Early returns showed Brendan Boyle winning the Democratic primary in Pennsylvania's 13th District, virtually assuring him of becoming the successor to U.S. Rep. Allyson Schwartz, a fifth-term Democrat who unsuccessfully sought the Democratic nod for governor. The district straddling Philadelphia and Montgomery County is heavily tilted toward Democrats.
Boyle, the only candidate from Philadelphia, benefited from a unique power base: he and his brother, Kevin, are both state representatives whose legislative districts lie within the 13th District. A political committee made up of building-trades unions also aired TV ads supporting his bid.
"From beginning to end ... I was the one candidate that focused on what I call the forgotten middle class, the fact that income inequality is greater today than at any point in our nation's history," Boyle said, "and we need more people in the Capitol who are sensitive to that and work on those problems."
Marjorie Margolies, who got fundraising help from the Clintons, was looking to recapture the 13th District seat she held from 1993 to 1995 before two rounds of redistricting made the district more reliably Democratic. Voters denied her a second term after she cast a crucial vote for then-President Bill Clinton's budget plan that increased taxes on the wealthy.
The other candidates were state Sen. Daylin Leach, a champion of the party's progressive wing; and Dr. Valerie Arkoosh, an obstetric anesthesiologist. Arkoosh topped her rivals in fundraising by taking in more than $1.9 million, even though she was the only candidate in the field with no experience running for elected office.
The seat, one of two open U.S. House seats in Pennsylvania this year, is being vacated in January by Schwartz.
On the Republican side, businessman Carson Dee Adcock defeated retired Air Force Col. Beverly Plosa-Bowser. Adcock sought the seat in 2010 but lost to Schwartz.
The district takes in parts of Philadelphia and Montgomery County. Democrats account for nearly 60 percent of the voters, so a party primary win is likely to ensure success in the Nov. 4 election.
The only other open seat is in the 6th District, which takes in parts of four counties in southeastern Pennsylvania. Six-term Republican Rep. Jim Gerlach is stepping down, and neither the Republican nominee nor the Democrat was opposed in the primary.
Both the former president and former Secretary of State Hillary Clinton appeared at fundraisers for Margolies, a longtime NBC news reporter whose son, Marc Mezvinsky, married Chelsea Clinton in 2010.
In her campaign, Margolies cited her experience working with political leaders as both a congresswoman and founder of a women's rights nonprofit, Women's Campaign International. She said Washington needs new voices because at times, "Congress looks very much like a grade-school playground of unruly children."

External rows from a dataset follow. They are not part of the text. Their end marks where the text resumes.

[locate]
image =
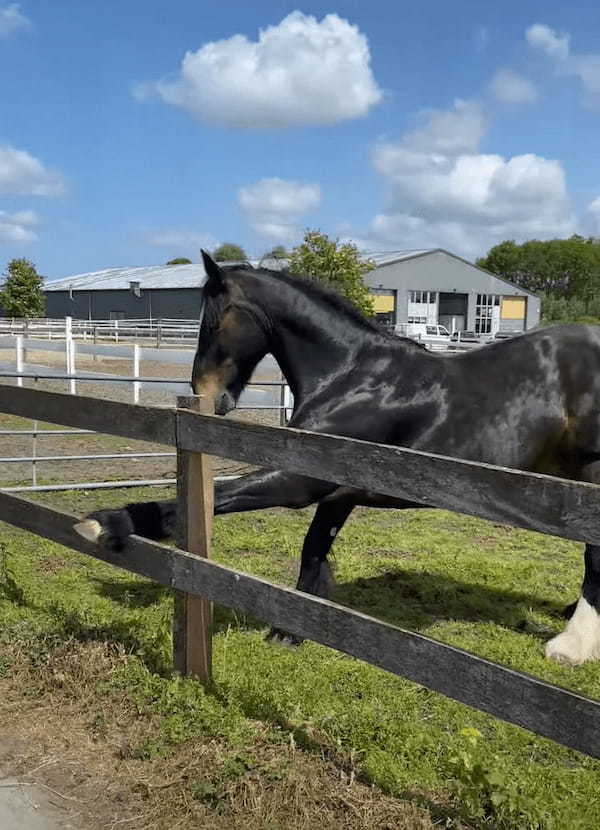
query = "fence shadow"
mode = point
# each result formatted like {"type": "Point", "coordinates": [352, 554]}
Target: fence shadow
{"type": "Point", "coordinates": [142, 594]}
{"type": "Point", "coordinates": [411, 599]}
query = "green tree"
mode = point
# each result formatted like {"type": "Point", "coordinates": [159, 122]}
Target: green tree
{"type": "Point", "coordinates": [22, 294]}
{"type": "Point", "coordinates": [228, 252]}
{"type": "Point", "coordinates": [338, 265]}
{"type": "Point", "coordinates": [567, 268]}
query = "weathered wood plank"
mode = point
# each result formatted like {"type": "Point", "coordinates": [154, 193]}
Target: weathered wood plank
{"type": "Point", "coordinates": [536, 502]}
{"type": "Point", "coordinates": [192, 619]}
{"type": "Point", "coordinates": [146, 423]}
{"type": "Point", "coordinates": [558, 714]}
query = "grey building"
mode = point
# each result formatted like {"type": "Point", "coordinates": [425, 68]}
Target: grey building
{"type": "Point", "coordinates": [165, 291]}
{"type": "Point", "coordinates": [434, 286]}
{"type": "Point", "coordinates": [428, 286]}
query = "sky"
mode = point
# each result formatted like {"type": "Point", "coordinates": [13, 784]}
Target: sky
{"type": "Point", "coordinates": [135, 131]}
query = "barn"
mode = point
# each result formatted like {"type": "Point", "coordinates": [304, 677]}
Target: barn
{"type": "Point", "coordinates": [434, 286]}
{"type": "Point", "coordinates": [426, 286]}
{"type": "Point", "coordinates": [158, 292]}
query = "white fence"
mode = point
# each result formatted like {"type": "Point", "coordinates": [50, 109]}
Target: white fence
{"type": "Point", "coordinates": [162, 331]}
{"type": "Point", "coordinates": [261, 395]}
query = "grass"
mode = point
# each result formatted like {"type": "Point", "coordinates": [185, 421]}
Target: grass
{"type": "Point", "coordinates": [493, 590]}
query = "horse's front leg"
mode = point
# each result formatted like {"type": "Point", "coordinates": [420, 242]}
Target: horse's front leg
{"type": "Point", "coordinates": [258, 491]}
{"type": "Point", "coordinates": [315, 573]}
{"type": "Point", "coordinates": [158, 519]}
{"type": "Point", "coordinates": [580, 641]}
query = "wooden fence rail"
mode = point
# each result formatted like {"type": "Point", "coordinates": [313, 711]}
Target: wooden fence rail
{"type": "Point", "coordinates": [559, 507]}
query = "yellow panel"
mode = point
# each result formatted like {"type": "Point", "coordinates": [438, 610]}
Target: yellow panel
{"type": "Point", "coordinates": [513, 308]}
{"type": "Point", "coordinates": [383, 303]}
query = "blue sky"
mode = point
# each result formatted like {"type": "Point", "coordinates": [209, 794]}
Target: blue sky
{"type": "Point", "coordinates": [132, 132]}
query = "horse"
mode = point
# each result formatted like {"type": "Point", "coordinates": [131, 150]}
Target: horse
{"type": "Point", "coordinates": [531, 403]}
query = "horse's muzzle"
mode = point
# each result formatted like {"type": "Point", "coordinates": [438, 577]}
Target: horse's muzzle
{"type": "Point", "coordinates": [224, 403]}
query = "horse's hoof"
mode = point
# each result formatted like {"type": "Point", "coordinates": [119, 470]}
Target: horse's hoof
{"type": "Point", "coordinates": [283, 638]}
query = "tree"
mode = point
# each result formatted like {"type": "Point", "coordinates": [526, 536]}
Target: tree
{"type": "Point", "coordinates": [22, 294]}
{"type": "Point", "coordinates": [337, 265]}
{"type": "Point", "coordinates": [228, 252]}
{"type": "Point", "coordinates": [568, 268]}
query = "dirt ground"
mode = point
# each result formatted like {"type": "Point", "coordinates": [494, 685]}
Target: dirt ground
{"type": "Point", "coordinates": [52, 472]}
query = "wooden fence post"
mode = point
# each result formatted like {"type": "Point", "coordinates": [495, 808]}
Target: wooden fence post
{"type": "Point", "coordinates": [192, 620]}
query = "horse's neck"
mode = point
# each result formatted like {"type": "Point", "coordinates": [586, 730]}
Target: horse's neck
{"type": "Point", "coordinates": [311, 339]}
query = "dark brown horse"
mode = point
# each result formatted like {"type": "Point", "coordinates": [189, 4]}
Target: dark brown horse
{"type": "Point", "coordinates": [531, 403]}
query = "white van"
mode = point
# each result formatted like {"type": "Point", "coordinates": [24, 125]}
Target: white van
{"type": "Point", "coordinates": [433, 335]}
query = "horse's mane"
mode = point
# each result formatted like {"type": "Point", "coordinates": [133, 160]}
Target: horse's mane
{"type": "Point", "coordinates": [312, 288]}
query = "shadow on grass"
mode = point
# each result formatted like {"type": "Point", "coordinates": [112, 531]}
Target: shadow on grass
{"type": "Point", "coordinates": [413, 599]}
{"type": "Point", "coordinates": [136, 594]}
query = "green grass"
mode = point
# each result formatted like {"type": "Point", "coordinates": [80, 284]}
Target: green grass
{"type": "Point", "coordinates": [493, 590]}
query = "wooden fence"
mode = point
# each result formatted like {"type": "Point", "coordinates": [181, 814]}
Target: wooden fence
{"type": "Point", "coordinates": [537, 502]}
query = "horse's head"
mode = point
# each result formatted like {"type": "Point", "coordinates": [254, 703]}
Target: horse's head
{"type": "Point", "coordinates": [233, 338]}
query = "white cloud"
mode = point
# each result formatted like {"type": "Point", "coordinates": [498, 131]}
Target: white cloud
{"type": "Point", "coordinates": [543, 37]}
{"type": "Point", "coordinates": [273, 206]}
{"type": "Point", "coordinates": [184, 241]}
{"type": "Point", "coordinates": [512, 88]}
{"type": "Point", "coordinates": [442, 192]}
{"type": "Point", "coordinates": [21, 174]}
{"type": "Point", "coordinates": [593, 217]}
{"type": "Point", "coordinates": [557, 47]}
{"type": "Point", "coordinates": [19, 226]}
{"type": "Point", "coordinates": [481, 38]}
{"type": "Point", "coordinates": [300, 72]}
{"type": "Point", "coordinates": [11, 20]}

Arkoosh, a prominent advocate of President Barack Obama's signature 2010 health care law, was endorsed by The Philadelphia Inquirer. She also benefited from radio ads financed by a political committee of the American Society of Anesthesiologists.
Leach is a leading advocate for liberal causes in the Legislature, including the legalization of marijuana and the repeal of Pennsylvania's ban on same-sex marriage.

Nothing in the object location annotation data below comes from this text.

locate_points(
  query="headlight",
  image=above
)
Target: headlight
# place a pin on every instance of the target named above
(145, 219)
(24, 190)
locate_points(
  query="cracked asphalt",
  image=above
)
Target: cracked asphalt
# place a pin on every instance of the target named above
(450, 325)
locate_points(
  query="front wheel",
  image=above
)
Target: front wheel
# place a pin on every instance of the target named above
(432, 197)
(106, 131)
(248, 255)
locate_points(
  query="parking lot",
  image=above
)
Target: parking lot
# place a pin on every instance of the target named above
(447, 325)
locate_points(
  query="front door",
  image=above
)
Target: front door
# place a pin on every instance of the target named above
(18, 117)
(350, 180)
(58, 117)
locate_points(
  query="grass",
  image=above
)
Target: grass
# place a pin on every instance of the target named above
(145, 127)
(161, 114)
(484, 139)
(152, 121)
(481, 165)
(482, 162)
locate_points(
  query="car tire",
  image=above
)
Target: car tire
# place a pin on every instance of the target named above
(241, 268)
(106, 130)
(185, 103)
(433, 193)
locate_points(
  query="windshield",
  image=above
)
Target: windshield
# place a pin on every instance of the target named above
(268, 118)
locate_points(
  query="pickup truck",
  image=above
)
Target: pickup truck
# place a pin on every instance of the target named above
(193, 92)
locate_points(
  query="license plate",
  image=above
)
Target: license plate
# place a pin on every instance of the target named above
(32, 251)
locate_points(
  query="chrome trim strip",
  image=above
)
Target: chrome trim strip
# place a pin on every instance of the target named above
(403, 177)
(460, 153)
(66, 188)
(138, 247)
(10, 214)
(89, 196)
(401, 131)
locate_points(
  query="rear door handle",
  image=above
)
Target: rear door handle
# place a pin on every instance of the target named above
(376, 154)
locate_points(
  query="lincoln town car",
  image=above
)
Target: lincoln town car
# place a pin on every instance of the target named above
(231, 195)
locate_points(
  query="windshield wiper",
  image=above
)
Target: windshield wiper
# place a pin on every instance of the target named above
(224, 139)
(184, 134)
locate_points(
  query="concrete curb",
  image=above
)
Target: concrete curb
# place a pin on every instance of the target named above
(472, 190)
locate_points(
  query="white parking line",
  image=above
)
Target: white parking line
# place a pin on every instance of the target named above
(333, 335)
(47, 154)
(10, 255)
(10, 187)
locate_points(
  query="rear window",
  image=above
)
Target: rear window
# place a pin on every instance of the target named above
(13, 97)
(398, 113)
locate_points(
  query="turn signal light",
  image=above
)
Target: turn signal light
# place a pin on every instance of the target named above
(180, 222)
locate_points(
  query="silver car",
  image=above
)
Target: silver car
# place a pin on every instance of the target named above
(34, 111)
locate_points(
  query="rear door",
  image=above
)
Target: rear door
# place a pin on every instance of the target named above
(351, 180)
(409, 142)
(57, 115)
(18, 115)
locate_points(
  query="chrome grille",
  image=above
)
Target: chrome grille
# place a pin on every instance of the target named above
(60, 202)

Two incumbent members of Congress withstood primary challenges.
Seven-term Republican Rep. Bill Shuster defeated two GOP opponents in the 9th District in south-central Pennsylvania — Art Halvorson, a retired Coast Guard captain who is now a commercial real-estate developer, and Army veteran Travis Schooley.
In the 14th District near Pittsburgh, Democratic Rep. Mike Doyle waged a successful rematch against Janis Brooks, a pastor who heads a social-service agency near Pittsburgh. Doyle, who's seeking his 11th term, also defeated Brooks in the 2012 primary.